Administrador: A minha?!
(leva a mão ao peito)

Eu: A do doutor Jekyll, há livros, ensaios e teses de perder de vista. Sob o efeito do soro, tornava-se Edward Hyde, uma personalidade muito certa de si mesma, mas simultaneamente muito mais violenta. Sem o soro, porém, Jekyll era fracamente aceite socialmente, claro que era médico e resolvia os problemas que tinha de resolver a quem lho pedia, mas noutros campos da sua vida o sucesso não era o mesmo.

Administrador: País das histórias que ficaram por contar, meu caro, torno a repetir. Não queira saber tudo, por vezes a ignorância é uma bênção.

Eu: Não para os meus objectivos.
(à medida que se aproxima da pasta de cabedal, tira do bolso uma faca)

Eu: Por muito que, há um par de séculos, esta pasta pudesse ser um forte impenetrável, nos dias que correm, uma boa facada pode perfurar este tipo de cabedal.
(com a faca, abre um buraco no cabedal e a pasta revela-se quase vazia, à excepção de um pedaço de papel)

Administrador: Vai continuar a precisar do meu auxílio? Quanto mais depressa eu puder sair deste pérfido laboratório, melhor.

Eu: Só lhe tenho a agradecer por aqui me ter trazido. Vá como for, mas pondere se é neste país que quer ficar. Por muito relaxada que a vida aqui seja, não existe desenvolvimento, parece não acontecer nada.

Administrador: É o melhor, é o melhor.
(sai de cena para não voltar a ser visto, mais uma história que ficou por contar)
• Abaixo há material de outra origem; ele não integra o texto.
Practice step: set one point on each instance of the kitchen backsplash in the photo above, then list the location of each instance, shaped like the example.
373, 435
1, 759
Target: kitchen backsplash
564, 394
O pedaço de papel parecia ter sido escrito a duas mãos, não como uma sonata, mas como duas pessoas que lutavam para depositar exactamente as mesmas intenções neste papel. Duas caligrafias que se substituíam mutuamente, uma menos apressada e violenta que a outra. O último parágrafo, apesar de ser o mais desolador, era o que usava uma caligrafia mais violenta, forçando o próprio pedaço de papel, rasgando-o em determinados pontos nos iis. Ironicamente, era a violência desta caligrafia que mais me atraía, e mesmo as ideias que apresentava pareciam-me as mais sensatas:

"Foi através da experiência que aprendi a não me preocupar com coisas que prendemos em caixas, caixas fortes que não permitam grande margem para movimento ou respiração profunda."
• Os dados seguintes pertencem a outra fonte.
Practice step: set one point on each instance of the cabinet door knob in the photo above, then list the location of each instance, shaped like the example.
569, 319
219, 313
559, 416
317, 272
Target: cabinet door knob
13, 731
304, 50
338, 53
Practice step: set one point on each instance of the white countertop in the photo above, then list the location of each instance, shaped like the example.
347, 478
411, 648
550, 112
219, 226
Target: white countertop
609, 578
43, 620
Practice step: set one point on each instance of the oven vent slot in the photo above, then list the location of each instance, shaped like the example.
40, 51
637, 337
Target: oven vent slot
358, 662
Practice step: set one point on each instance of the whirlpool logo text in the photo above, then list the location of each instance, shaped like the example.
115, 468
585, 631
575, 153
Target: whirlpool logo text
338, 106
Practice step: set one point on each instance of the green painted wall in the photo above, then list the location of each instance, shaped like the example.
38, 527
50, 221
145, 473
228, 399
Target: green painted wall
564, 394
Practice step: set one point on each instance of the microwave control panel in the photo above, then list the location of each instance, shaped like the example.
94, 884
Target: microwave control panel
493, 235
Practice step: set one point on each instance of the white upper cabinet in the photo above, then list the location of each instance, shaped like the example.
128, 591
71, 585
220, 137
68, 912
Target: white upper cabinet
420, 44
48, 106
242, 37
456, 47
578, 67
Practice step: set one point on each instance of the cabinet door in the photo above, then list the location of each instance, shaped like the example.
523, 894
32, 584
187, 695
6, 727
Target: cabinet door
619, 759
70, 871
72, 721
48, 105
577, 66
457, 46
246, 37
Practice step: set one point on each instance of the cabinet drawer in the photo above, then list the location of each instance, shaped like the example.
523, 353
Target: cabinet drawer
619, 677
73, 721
A outra caligrafia, mais comum no início do texto, descrevia o que eu queria saber acerca deste médico.

"Aprendi a reconhecer a complexa e primitiva dualidade do homem... se se podia dizer que eu era de um modo ou de outro, o motivo era o simples facto de ser, radicalmente, ambos."

O que não ia longe de outros pensamentos que eu recentemente tinha tido. Há uma consciência do instante em que estamos e, logo, surge uma consciência, como que histórica, que sonda, reconstrói e compara esses momentos vividos. Se a consciência do instante é ignorante por ser virgem (permita-se), a histórica é "inteligente" por ser experienciada (por assim dizer). A consciência do instante nunca cria noções como a de culpa e arrependimento, que a consciência histórica lhe lança.
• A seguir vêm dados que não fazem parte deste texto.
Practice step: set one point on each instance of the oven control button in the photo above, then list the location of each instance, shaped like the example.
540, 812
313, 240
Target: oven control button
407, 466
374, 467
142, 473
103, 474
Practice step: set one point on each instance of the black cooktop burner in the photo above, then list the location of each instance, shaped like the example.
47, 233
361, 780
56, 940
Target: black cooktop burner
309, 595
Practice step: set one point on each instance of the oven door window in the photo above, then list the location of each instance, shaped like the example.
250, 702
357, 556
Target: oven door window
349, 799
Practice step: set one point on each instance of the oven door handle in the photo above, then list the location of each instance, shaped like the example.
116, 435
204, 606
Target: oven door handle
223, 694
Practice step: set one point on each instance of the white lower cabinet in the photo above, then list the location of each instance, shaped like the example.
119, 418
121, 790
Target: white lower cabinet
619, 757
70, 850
Progredi na leitura da carta, descobri que o soro só tinha funcionado por ter sido usado um sal contaminado por um defeito desconhecido. Mas sabia também estar no laboratório certo, ainda que os conhecimentos literários não me dessem conhecimentos físico-químicos suficientes.

Pode ser que eu venha a falhar, tal como o Dr. falhou.